= Committee of Correspondence (women's organization) =

United States women's Cold War internationalist organization

The Committee of Correspondence was an American anti-communist women's organization active from 1952 to 1969. A group of women active in international affairs voluntary clubs and professional fields created the committee as an counterpart to the National Council of Women. The committee established itself as an independent non-profit organization shortly after it began.

==Founding and mission==
Oriented toward anti-communism, the organization convened its first meeting in 1952 to answer the question, "what steps should be taken to rally the women of the free world to counteract communist propaganda?" Over time, the Committee evolved into a communications network that aimed to bring women's clubs around the world into closer contact. The Committee sought to make an impact on a diverse international network of clubwomen and professionals. Its efforts promoted cooperation across national borders and encouraged the development of women's non-governmental organizations affiliated with the United Nations.

An advisory organization rather than a membership group, the Committee consisted of a governing board of roughly a dozen women and a small paid staff, which, at times, included field workers who carried out Committee projects in foreign countries. The Committee sought "to provide an international communications link for the exchange of ideas, information and experience among women leaders throughout the world." It did so by cultivating contacts with "correspondents," representatives of women's groups from around the globe who subscribed to the organization's newsletter and participated in its conferences and educational initiatives. Ultimately, five thousand women in 140 countries participated in Committee ventures.

The committee was named after the associations through which American Revolution leaders shared information and created alliances across geographical divides. Other names that the Committee of Correspondence considered in its first year included Committee on Constructive Action, Blank Committee, and, referring to its work countering Communist propaganda, the Wreckers Committee.

==Membership and activities==
The membership of the Committee of Correspondence was largely white and elite. Well-situated women active in voluntary clubs-including Constance Forrest Anderson, a leader in the Young Women's Christian Association of the US, and Rose Parsons, an officer of the International Council of Women-were able to donate considerable time to the organization. Others - notably Eunice Carter and Dorothy Height, both officers of the National Council of Negro Women, as well as Eleanor Coit, like Height, a long-time employee of the Young Women's Christian Association — had professional leadership roles in other such groups. The Committee attracted correspondents who were elite volunteers or middle-class professionals. Such women were able to travel internationally and often receptive to the anti-communist tenor of the committee.

While the organization was a product of Cold War liberalism, one its more influential lines of work pointed to an emergent model of internationalism based more on empowering the grassroots and facilitating small-scale community development rather than middle-class uplift.
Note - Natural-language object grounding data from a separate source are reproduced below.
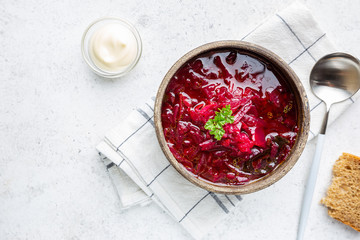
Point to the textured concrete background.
(53, 111)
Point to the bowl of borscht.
(231, 117)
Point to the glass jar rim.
(85, 51)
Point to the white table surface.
(54, 110)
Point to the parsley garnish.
(216, 124)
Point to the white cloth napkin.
(141, 173)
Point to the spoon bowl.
(335, 77)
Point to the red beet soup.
(262, 107)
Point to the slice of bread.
(343, 195)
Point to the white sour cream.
(113, 47)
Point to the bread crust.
(343, 195)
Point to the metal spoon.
(334, 78)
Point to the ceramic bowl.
(282, 69)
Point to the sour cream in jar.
(111, 47)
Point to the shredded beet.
(265, 121)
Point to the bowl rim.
(303, 116)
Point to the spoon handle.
(310, 186)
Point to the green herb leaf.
(215, 125)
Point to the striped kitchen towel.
(141, 173)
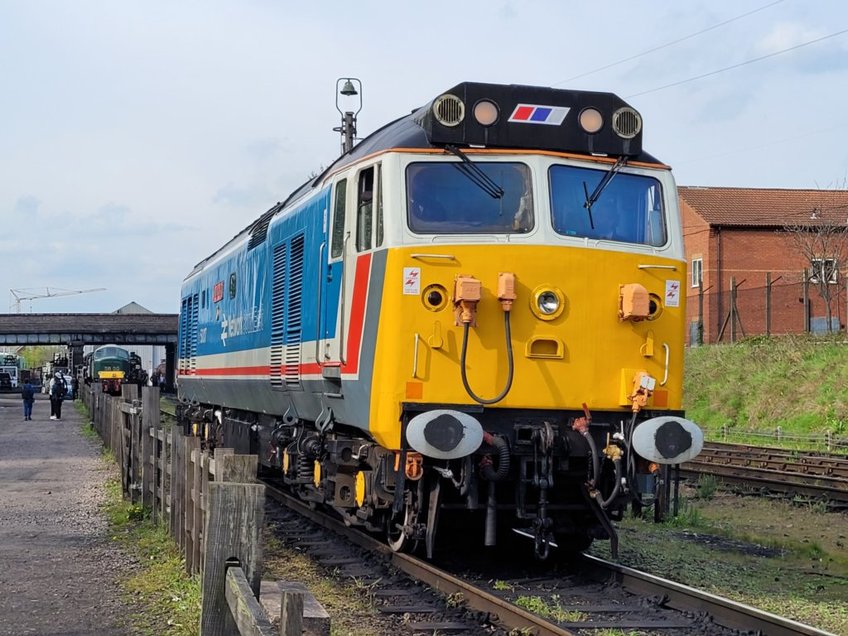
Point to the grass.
(166, 598)
(798, 383)
(549, 609)
(169, 598)
(781, 558)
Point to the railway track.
(583, 597)
(776, 472)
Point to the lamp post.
(349, 88)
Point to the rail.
(776, 471)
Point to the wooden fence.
(211, 505)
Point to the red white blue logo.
(538, 114)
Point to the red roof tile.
(767, 207)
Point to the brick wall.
(748, 255)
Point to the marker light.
(591, 120)
(547, 303)
(486, 112)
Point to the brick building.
(757, 238)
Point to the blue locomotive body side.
(228, 312)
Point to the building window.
(697, 271)
(823, 269)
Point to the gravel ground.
(58, 569)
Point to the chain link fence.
(772, 306)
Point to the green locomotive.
(112, 366)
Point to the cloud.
(28, 206)
(818, 57)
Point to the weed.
(707, 486)
(168, 595)
(550, 609)
(688, 517)
(455, 600)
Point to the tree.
(821, 236)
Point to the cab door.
(355, 227)
(332, 259)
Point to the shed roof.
(767, 207)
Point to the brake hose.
(510, 373)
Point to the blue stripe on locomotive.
(244, 322)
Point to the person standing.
(57, 394)
(28, 396)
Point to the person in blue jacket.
(28, 396)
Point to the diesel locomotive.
(111, 366)
(475, 311)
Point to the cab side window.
(338, 219)
(364, 210)
(379, 192)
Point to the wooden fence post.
(149, 424)
(190, 521)
(177, 486)
(233, 522)
(236, 468)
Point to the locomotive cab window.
(451, 198)
(629, 209)
(338, 219)
(364, 209)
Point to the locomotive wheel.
(396, 535)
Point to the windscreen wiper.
(591, 199)
(475, 174)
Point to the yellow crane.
(32, 293)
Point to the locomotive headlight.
(486, 112)
(547, 303)
(591, 120)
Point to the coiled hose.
(511, 362)
(500, 445)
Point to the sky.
(138, 137)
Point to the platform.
(58, 567)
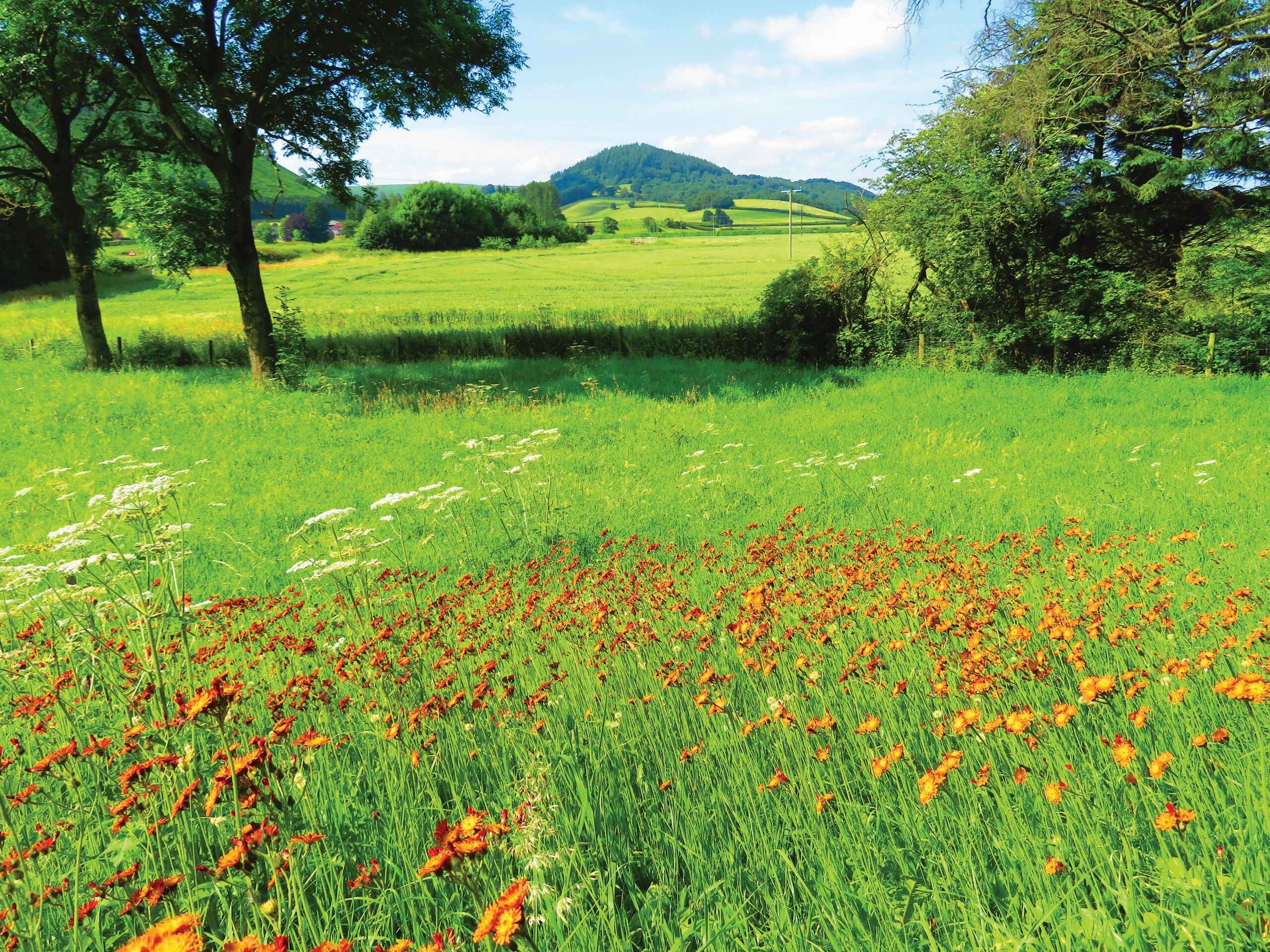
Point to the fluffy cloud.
(606, 22)
(832, 33)
(693, 76)
(444, 151)
(689, 78)
(829, 146)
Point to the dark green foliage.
(436, 218)
(1101, 201)
(175, 214)
(543, 200)
(708, 200)
(289, 329)
(317, 221)
(798, 321)
(32, 254)
(277, 192)
(294, 226)
(661, 176)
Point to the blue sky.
(794, 89)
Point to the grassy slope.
(350, 290)
(267, 179)
(1113, 450)
(749, 211)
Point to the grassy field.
(1020, 713)
(342, 290)
(749, 212)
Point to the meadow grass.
(1028, 715)
(346, 291)
(671, 448)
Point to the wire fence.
(727, 337)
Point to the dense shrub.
(436, 218)
(798, 320)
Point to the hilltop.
(662, 176)
(280, 191)
(665, 177)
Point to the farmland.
(540, 565)
(747, 212)
(347, 290)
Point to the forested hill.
(662, 176)
(277, 191)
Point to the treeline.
(661, 176)
(439, 218)
(1094, 193)
(155, 112)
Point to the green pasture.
(680, 450)
(345, 290)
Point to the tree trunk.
(80, 248)
(244, 267)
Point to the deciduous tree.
(232, 78)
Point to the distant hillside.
(398, 189)
(295, 192)
(662, 176)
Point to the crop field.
(749, 212)
(635, 655)
(342, 290)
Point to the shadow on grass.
(550, 381)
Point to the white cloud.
(829, 146)
(832, 33)
(606, 22)
(693, 76)
(444, 151)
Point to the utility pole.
(792, 191)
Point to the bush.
(544, 241)
(294, 226)
(291, 341)
(114, 264)
(158, 350)
(276, 255)
(798, 320)
(378, 232)
(317, 223)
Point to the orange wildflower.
(177, 933)
(504, 917)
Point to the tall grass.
(789, 737)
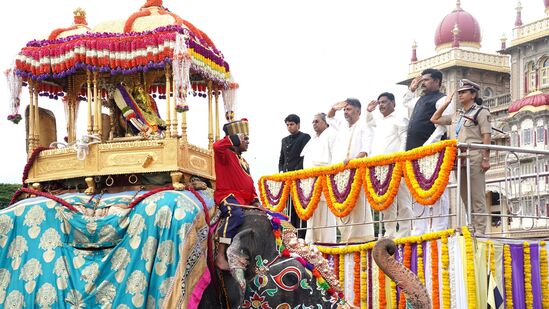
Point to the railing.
(460, 56)
(523, 185)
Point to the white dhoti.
(441, 207)
(400, 209)
(321, 227)
(353, 227)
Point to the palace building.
(515, 87)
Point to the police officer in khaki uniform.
(472, 126)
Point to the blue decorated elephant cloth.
(106, 255)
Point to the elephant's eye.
(288, 279)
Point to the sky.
(288, 56)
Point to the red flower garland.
(434, 274)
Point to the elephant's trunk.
(238, 262)
(416, 292)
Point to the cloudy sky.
(288, 56)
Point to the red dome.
(535, 100)
(469, 30)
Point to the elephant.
(416, 293)
(263, 277)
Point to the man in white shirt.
(318, 152)
(353, 141)
(421, 132)
(389, 135)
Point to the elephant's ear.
(239, 255)
(241, 248)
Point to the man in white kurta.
(389, 135)
(353, 141)
(430, 81)
(318, 152)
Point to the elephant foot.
(221, 263)
(220, 259)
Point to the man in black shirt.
(292, 145)
(291, 159)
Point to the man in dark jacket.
(291, 159)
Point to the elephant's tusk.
(238, 274)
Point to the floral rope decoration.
(434, 275)
(427, 191)
(508, 276)
(341, 269)
(381, 194)
(528, 296)
(445, 259)
(274, 201)
(305, 203)
(335, 259)
(363, 280)
(382, 296)
(342, 202)
(407, 263)
(341, 184)
(356, 283)
(470, 260)
(420, 272)
(393, 294)
(544, 272)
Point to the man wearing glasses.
(421, 132)
(318, 152)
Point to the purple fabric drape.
(536, 275)
(517, 264)
(370, 280)
(413, 262)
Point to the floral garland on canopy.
(119, 53)
(426, 171)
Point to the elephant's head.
(254, 238)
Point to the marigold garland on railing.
(528, 296)
(275, 202)
(434, 275)
(544, 272)
(381, 194)
(508, 276)
(379, 189)
(382, 293)
(342, 203)
(306, 203)
(427, 191)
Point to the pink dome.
(469, 29)
(535, 100)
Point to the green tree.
(6, 192)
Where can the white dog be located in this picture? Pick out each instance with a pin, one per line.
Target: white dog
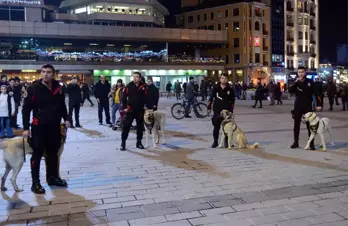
(15, 150)
(234, 134)
(317, 126)
(155, 122)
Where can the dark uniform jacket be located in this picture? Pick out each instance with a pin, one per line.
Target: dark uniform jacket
(102, 91)
(222, 99)
(74, 93)
(152, 96)
(134, 97)
(304, 92)
(48, 106)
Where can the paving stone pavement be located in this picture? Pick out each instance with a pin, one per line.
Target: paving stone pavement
(187, 183)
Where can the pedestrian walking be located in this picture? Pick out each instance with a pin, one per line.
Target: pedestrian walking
(86, 94)
(222, 98)
(101, 93)
(75, 96)
(134, 100)
(116, 96)
(304, 90)
(47, 102)
(7, 109)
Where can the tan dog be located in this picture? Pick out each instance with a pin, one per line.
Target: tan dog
(234, 134)
(155, 123)
(15, 150)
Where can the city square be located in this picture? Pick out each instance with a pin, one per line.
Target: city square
(186, 182)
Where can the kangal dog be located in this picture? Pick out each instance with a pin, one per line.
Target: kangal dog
(234, 134)
(15, 150)
(155, 122)
(317, 126)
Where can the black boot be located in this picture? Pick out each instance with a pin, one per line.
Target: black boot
(37, 187)
(140, 145)
(215, 144)
(295, 144)
(123, 146)
(55, 181)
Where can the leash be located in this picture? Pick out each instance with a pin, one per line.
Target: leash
(24, 150)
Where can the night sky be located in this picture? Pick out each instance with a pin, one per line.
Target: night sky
(333, 26)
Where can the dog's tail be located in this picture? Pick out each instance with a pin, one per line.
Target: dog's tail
(254, 146)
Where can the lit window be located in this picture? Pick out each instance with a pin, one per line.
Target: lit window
(257, 41)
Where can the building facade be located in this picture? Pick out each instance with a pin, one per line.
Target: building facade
(302, 34)
(248, 52)
(342, 54)
(278, 69)
(100, 44)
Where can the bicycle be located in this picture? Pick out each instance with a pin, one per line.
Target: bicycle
(200, 109)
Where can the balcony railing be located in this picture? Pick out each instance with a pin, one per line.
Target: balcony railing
(290, 39)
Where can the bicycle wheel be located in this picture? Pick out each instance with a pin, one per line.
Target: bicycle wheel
(178, 111)
(201, 110)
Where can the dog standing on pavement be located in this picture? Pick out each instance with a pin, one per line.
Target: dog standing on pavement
(317, 126)
(234, 134)
(155, 122)
(15, 150)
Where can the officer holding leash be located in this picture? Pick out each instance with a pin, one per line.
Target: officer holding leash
(222, 98)
(304, 90)
(47, 102)
(134, 100)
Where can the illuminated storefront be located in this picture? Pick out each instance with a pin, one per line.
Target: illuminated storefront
(160, 77)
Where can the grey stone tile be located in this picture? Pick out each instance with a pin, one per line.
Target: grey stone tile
(194, 207)
(162, 211)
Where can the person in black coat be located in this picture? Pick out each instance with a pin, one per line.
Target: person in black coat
(259, 94)
(86, 94)
(304, 90)
(152, 97)
(101, 92)
(74, 92)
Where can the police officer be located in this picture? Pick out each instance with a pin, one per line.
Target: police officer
(304, 90)
(152, 95)
(134, 101)
(47, 102)
(222, 98)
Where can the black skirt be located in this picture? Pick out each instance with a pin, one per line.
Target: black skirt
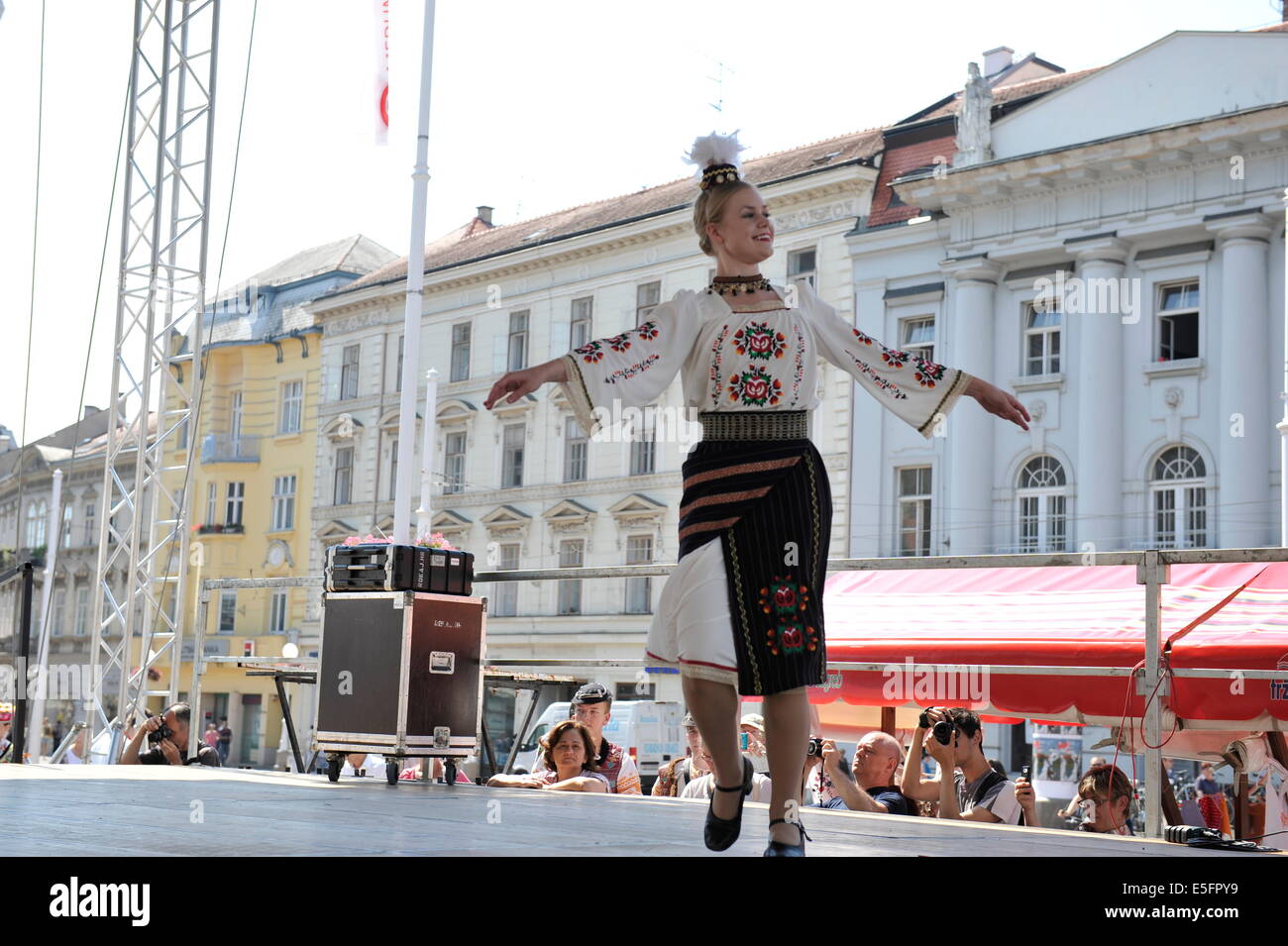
(772, 503)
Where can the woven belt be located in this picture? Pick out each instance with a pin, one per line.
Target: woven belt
(755, 425)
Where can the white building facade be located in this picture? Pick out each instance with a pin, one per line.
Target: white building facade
(520, 486)
(1119, 263)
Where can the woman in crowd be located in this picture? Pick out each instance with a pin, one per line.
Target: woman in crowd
(570, 755)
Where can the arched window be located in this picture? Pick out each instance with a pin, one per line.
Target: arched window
(1179, 499)
(1042, 497)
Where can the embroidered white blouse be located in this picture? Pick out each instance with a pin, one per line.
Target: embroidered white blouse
(751, 361)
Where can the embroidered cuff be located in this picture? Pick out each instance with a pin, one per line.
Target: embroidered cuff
(575, 389)
(945, 404)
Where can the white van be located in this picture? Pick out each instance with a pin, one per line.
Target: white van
(648, 730)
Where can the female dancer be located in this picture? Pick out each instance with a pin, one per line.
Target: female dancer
(742, 610)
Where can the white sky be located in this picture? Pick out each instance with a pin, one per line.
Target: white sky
(536, 107)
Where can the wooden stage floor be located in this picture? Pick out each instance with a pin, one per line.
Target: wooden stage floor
(59, 811)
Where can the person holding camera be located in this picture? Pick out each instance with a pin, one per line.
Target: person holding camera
(871, 787)
(954, 738)
(167, 734)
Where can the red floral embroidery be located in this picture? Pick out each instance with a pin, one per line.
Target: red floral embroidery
(755, 386)
(760, 341)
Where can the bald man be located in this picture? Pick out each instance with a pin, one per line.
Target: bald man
(876, 758)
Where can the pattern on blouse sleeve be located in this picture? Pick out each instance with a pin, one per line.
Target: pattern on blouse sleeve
(632, 368)
(915, 390)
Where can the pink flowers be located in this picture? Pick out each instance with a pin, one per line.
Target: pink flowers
(433, 541)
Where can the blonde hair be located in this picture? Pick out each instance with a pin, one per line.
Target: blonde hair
(709, 207)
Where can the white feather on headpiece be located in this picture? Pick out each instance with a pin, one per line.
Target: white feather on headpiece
(715, 150)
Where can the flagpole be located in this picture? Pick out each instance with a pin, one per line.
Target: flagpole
(415, 283)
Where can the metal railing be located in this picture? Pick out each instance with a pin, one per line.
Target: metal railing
(226, 448)
(1151, 571)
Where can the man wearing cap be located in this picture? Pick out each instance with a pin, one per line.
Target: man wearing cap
(592, 706)
(675, 775)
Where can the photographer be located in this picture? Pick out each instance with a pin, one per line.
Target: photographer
(871, 788)
(168, 738)
(954, 738)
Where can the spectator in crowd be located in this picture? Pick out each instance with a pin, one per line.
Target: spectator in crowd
(754, 725)
(675, 775)
(171, 748)
(977, 793)
(592, 708)
(568, 762)
(1104, 800)
(871, 788)
(702, 787)
(226, 739)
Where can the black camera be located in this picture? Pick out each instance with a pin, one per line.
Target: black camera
(943, 730)
(161, 732)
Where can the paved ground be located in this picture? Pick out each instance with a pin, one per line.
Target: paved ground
(149, 809)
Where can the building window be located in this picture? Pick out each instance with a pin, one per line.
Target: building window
(570, 592)
(462, 352)
(292, 407)
(579, 331)
(277, 613)
(511, 468)
(283, 503)
(349, 372)
(81, 611)
(402, 343)
(639, 591)
(647, 299)
(343, 491)
(232, 508)
(1042, 325)
(507, 592)
(1179, 499)
(55, 624)
(643, 448)
(914, 510)
(1179, 321)
(37, 514)
(227, 611)
(575, 451)
(455, 464)
(1042, 514)
(518, 349)
(803, 266)
(918, 338)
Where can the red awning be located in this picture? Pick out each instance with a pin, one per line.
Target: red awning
(1228, 617)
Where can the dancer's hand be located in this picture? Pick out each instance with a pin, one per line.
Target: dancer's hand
(515, 383)
(999, 402)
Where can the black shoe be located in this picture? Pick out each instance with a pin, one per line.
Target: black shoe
(778, 848)
(721, 833)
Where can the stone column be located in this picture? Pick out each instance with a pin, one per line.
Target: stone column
(1245, 391)
(969, 524)
(1094, 321)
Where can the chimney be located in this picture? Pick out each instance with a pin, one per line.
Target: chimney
(997, 59)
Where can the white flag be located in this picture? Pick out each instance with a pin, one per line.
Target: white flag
(381, 71)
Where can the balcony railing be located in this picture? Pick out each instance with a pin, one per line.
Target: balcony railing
(226, 448)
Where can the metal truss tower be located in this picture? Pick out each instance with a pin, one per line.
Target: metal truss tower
(156, 377)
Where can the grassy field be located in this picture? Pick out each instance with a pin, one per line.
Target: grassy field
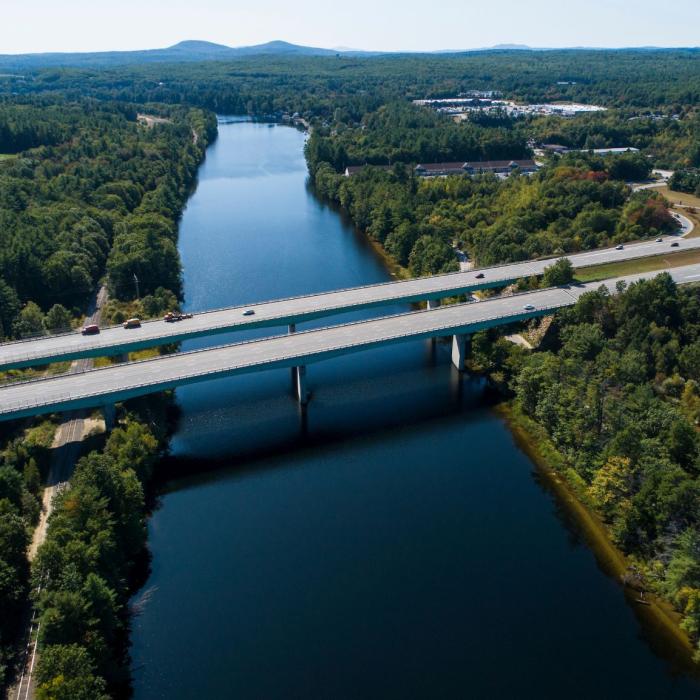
(658, 262)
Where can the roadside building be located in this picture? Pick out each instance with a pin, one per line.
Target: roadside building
(553, 148)
(497, 167)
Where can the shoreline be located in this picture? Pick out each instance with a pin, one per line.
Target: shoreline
(659, 621)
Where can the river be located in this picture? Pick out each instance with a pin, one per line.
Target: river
(390, 542)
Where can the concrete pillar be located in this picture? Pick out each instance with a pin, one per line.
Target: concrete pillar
(292, 328)
(460, 347)
(300, 384)
(109, 411)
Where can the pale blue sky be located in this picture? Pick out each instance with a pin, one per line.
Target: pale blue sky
(99, 25)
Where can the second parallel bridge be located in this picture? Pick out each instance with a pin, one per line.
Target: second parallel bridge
(104, 387)
(117, 341)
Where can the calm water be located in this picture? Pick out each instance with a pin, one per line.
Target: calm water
(392, 542)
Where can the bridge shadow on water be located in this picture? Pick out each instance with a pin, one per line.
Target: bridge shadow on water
(253, 430)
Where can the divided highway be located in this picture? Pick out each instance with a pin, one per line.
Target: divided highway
(119, 382)
(116, 340)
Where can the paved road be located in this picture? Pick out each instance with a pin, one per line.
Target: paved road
(65, 452)
(116, 340)
(119, 382)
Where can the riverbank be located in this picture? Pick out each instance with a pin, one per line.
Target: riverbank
(660, 621)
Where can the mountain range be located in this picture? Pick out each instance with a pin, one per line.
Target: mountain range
(190, 51)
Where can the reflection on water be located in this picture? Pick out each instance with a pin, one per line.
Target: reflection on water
(389, 541)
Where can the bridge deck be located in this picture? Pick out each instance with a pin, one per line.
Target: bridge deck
(116, 340)
(119, 382)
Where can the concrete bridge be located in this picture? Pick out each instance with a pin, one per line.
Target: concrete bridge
(289, 312)
(103, 387)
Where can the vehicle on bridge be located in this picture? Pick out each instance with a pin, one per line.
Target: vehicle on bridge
(175, 316)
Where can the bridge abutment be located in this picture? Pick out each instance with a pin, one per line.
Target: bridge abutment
(302, 391)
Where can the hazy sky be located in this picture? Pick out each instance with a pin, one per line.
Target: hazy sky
(99, 25)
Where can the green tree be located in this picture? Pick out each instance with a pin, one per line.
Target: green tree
(29, 322)
(560, 272)
(58, 318)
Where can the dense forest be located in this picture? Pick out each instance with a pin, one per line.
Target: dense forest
(85, 570)
(616, 392)
(92, 191)
(646, 79)
(87, 191)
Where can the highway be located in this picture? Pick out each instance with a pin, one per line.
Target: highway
(117, 340)
(119, 382)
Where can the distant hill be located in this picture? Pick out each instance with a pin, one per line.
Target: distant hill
(182, 52)
(190, 51)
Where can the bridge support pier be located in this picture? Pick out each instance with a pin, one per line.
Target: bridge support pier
(302, 391)
(433, 304)
(460, 347)
(299, 376)
(109, 411)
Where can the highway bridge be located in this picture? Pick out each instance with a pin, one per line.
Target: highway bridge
(103, 387)
(289, 312)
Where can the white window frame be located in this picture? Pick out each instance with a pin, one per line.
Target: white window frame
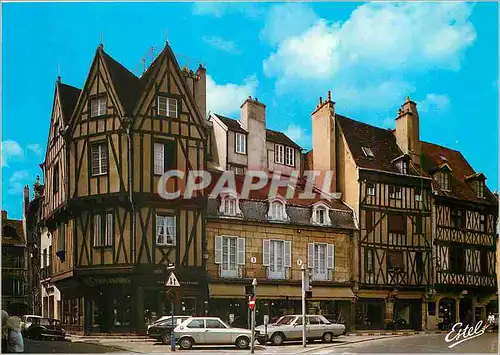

In the early 1960s the Committee hired field workers for short-term programs in leadership and skills training for community leaders in foreign countries. Sarale Owens, a former YWCA executive, earned considerable acclaim during her two years spent in East Africa as a Committee field worker. The committee also sent personnel to Latin America.

==Revelations of C.I.A. funding and dissolution==
Despite the committee's successes at promoting contacts among women's organizations and hosting conferences both in and out of the United States, it could not recover from revelations published in Ramparts magazine in 1967 that it was among the international organizations covertly funded by the Central Intelligence Agency. Supportive of the committee's commitment to liberal anti-communism, the CIA had funneled funding for the Committee through private foundation grants. The degree to which the CIA had an influence on the committee's programming is disputed. Some members were in contact with CIA agents; others were not aware of such activities. Several Committee efforts were directed at countries of special interest to the CIA. These included a 1961 conference for Latin American journalists that coincided with the Bay of Pigs invasion. Another was a 1963 conference in Iran on the "Role of Women in the Community." The event garnered the participation of Ashraf Pahlavi, twin sister to Mohammed Reza Pahlavi, the Shah who had taken power after the 1953 CIA-sponsored coup.

After the expose in Ramparts, which was further publicized in a series of New York Times articles, President Lyndon Johnson curtailed CIA funding of private foundations. Unable to fill the breach through traditional fundraising methods, the Committee of Correspondence elected to dissolve in 1969.